O prefeito de Salvador, Bruno Reis (União Brasil), voltou a comentar os bastidores políticos da formação da chapa governista na Bahia e classificou como “constrangedora” a condução do processo envolvendo o atual vice-governador, Geraldo Júnior.
Em entrevista à Rádio Sociedade da Bahia, Bruno Reis afirmou que houve uma série de tentativas de substituição do nome do vice, com convites feitos a diversos outros atores políticos, o que, segundo ele, expôs fragilidade e falta de definição dentro do grupo governista liderado pelo governador Jerônimo Rodrigues (PT).
“O Adelson, realmente a situação do atual vice... foi uma situação no mínimo constrangedora.
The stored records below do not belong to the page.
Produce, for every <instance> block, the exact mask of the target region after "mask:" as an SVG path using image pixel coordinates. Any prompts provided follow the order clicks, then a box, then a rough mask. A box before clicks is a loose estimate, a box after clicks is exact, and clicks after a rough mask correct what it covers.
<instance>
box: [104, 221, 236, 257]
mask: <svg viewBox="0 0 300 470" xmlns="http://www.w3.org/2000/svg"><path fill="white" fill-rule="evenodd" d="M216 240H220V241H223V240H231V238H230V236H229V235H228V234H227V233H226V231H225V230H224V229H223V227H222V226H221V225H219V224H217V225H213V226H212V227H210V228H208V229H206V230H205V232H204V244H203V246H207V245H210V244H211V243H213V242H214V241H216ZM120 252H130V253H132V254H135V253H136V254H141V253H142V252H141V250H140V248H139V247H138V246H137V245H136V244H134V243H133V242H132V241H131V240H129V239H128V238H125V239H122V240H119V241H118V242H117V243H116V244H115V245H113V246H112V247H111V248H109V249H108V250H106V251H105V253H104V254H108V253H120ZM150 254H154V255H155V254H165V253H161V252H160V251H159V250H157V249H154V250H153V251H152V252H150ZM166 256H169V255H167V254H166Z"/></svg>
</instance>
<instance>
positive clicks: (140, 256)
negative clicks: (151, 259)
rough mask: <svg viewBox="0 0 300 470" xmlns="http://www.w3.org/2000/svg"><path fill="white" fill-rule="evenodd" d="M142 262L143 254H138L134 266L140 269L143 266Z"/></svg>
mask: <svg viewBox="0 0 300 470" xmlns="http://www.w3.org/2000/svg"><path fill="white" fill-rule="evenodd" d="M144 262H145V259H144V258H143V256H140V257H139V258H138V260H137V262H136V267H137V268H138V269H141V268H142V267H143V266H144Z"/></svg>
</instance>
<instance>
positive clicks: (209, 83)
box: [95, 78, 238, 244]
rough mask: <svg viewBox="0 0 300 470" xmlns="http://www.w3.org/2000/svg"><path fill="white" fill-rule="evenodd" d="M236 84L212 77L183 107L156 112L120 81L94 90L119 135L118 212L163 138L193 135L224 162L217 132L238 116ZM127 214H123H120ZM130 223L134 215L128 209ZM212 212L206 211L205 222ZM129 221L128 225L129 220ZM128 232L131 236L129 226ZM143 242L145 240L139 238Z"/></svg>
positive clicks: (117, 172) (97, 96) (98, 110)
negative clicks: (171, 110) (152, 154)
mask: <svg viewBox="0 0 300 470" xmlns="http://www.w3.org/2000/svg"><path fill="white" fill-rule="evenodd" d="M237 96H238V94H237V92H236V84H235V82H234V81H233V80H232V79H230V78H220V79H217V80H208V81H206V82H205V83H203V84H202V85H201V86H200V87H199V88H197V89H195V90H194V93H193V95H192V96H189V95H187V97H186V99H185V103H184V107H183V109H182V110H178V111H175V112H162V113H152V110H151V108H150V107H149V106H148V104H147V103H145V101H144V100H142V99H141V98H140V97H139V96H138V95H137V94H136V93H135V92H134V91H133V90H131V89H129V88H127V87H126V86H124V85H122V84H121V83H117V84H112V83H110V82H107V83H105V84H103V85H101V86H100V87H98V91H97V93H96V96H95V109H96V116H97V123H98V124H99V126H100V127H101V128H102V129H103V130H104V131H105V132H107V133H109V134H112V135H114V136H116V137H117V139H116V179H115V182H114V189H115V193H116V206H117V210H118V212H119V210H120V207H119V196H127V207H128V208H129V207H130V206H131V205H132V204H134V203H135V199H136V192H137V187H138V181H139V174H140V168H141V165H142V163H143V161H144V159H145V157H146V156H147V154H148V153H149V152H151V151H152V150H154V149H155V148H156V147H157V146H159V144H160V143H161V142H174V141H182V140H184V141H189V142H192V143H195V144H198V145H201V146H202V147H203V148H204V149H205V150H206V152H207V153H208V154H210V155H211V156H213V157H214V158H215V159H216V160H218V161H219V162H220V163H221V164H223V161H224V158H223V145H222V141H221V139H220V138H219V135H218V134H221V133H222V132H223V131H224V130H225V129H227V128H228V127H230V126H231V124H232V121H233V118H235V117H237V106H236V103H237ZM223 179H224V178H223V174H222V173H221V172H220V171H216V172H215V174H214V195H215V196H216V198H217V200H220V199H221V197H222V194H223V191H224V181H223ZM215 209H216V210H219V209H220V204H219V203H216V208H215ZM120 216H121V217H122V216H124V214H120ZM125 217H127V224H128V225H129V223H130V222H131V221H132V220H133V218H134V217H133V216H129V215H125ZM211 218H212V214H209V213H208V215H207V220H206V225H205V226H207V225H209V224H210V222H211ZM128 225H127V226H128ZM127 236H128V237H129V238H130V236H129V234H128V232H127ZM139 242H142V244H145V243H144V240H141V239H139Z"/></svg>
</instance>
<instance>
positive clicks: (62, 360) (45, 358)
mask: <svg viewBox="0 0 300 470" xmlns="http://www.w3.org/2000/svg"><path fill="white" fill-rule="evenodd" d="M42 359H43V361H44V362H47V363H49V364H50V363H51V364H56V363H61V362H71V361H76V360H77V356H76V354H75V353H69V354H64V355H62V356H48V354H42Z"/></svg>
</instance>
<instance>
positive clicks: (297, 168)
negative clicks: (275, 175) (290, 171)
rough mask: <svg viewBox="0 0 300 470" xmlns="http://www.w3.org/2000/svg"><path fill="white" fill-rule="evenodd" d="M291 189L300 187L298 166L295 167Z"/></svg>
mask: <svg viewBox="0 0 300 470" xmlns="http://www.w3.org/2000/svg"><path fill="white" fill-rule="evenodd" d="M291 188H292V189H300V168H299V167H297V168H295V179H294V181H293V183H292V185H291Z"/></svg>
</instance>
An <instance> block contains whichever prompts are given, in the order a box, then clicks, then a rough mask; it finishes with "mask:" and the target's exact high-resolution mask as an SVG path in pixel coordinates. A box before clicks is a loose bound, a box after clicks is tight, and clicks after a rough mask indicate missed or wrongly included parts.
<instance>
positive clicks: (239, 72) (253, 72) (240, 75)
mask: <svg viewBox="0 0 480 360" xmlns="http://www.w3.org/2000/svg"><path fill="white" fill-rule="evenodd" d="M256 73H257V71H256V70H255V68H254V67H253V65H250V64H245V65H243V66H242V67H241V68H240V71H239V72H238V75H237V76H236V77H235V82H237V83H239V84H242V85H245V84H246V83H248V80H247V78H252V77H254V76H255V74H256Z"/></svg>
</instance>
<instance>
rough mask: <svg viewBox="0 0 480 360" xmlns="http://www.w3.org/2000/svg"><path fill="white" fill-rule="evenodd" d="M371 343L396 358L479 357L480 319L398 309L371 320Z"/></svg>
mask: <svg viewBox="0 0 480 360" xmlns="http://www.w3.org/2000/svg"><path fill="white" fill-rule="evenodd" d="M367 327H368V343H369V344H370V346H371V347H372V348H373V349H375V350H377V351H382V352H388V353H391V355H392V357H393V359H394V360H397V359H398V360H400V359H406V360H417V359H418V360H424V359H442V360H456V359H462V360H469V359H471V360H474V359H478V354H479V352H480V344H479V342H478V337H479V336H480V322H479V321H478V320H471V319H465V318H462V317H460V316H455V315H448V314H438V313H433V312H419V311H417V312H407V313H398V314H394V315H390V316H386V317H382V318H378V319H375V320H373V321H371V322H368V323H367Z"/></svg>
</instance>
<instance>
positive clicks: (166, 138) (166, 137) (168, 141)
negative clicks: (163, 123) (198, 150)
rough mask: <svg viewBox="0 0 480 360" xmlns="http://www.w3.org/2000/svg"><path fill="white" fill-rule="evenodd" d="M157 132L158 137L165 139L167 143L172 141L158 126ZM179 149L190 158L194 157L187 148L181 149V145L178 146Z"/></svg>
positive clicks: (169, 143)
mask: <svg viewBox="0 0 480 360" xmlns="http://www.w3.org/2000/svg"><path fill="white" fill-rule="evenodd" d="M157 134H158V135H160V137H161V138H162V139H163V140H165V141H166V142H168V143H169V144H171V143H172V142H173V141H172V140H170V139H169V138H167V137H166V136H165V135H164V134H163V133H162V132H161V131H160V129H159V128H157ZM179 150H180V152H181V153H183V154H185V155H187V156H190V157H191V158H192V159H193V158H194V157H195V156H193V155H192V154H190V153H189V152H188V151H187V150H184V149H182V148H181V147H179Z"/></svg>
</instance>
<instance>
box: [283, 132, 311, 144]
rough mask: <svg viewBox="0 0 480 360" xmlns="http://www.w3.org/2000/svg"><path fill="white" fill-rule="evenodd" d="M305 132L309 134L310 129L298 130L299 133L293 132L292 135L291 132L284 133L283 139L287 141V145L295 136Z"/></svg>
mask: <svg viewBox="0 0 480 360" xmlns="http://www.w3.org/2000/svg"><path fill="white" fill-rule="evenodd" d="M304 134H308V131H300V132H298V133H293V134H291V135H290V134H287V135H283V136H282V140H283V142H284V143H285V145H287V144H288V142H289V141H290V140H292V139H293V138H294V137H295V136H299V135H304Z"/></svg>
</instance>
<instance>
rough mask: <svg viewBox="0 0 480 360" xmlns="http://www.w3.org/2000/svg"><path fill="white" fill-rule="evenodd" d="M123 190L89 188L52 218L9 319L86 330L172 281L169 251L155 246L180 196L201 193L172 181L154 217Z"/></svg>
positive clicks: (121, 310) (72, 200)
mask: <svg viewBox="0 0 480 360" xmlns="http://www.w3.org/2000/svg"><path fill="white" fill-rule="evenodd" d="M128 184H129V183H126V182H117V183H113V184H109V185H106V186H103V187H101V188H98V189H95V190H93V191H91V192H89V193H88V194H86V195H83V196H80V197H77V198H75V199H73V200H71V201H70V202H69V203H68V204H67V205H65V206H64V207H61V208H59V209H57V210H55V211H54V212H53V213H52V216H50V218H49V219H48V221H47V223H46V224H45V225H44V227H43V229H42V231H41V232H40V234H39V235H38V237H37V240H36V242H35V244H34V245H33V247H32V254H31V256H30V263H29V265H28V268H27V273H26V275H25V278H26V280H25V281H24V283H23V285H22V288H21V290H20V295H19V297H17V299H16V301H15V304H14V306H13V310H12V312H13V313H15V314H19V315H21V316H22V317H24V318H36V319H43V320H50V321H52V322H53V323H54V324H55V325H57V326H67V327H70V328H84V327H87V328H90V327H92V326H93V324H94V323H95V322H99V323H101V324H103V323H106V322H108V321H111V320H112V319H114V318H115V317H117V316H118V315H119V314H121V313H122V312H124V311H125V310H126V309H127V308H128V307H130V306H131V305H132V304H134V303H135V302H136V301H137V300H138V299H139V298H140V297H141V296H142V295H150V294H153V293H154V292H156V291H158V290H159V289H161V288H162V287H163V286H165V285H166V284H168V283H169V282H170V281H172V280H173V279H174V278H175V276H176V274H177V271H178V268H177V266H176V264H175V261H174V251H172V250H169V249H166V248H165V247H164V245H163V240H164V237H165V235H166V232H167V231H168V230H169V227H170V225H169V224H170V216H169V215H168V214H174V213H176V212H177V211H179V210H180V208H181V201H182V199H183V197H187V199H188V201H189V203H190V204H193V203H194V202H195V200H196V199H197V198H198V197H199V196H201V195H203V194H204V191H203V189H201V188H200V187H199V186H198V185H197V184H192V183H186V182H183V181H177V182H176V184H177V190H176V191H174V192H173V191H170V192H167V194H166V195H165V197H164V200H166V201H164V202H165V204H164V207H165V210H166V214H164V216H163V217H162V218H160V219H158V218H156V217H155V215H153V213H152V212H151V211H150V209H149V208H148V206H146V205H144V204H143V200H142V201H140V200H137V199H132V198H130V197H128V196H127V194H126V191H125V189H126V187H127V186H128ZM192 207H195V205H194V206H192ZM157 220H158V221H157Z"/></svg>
Porque quando você tem um vice, ou previamente você define um outro projeto para o vice, ou nem sequer se coloca em discussão”, declarou.
O prefeito disse que, inicialmente, havia mencionado cerca de 10 nomes sondados para ocupar a vaga de vice na chapa, mas que o número real ultrapassaria 20 lideranças políticas consultadas.
“Nessa entrevista aí eu falei em 10, mas na verdade foram mais de 20 nomes. Mais de 20? Mais de 20 nomes”, reforçou.
Entre os nomes citados por ele estão o deputado federal Diego Coronel, o senador Ângelo Coronel e a empresária Eleusa Coronel, que, segundo Bruno Reis, teriam recebido convite para compor a chapa governista.
“A começar por Diego Coronel, por Ângelo Coronel, por Eleusa Coronel, que todos os três foram ofertados à vaga de vice para continuar na base do governo”, afirmou.
Na avaliação do prefeito, a movimentação revela uma disputa interna motivada por interesses políticos do Partido dos Trabalhadores.
“Naturalmente, pela ânsia de poder do PT, só eles, primeiro eles, depois eles, e agora tem uma chapa de petistas, a panelinha deles”, criticou.
A declaração também ocorre após troca de críticas com o ex-ministro Geddel Vieira Lima, que rebateu falas anteriores de Bruno Reis sobre o tema e relembrou articulações políticas envolvendo o próprio prefeito em eleições passadas.
Apesar do embate, Bruno Reis reforçou que, na visão dele, a condução do processo demonstra desalinhamento dentro da base governista e apontou que parte dos nomes sondados optou por não integrar o grupo.
“Então, tomaram a decisão de não seguir, porque queriam um novo projeto para a Bahia de marchar ao nosso lado. Mas se você começar a contar a partir daí, esse número passa de 20”, concluiu.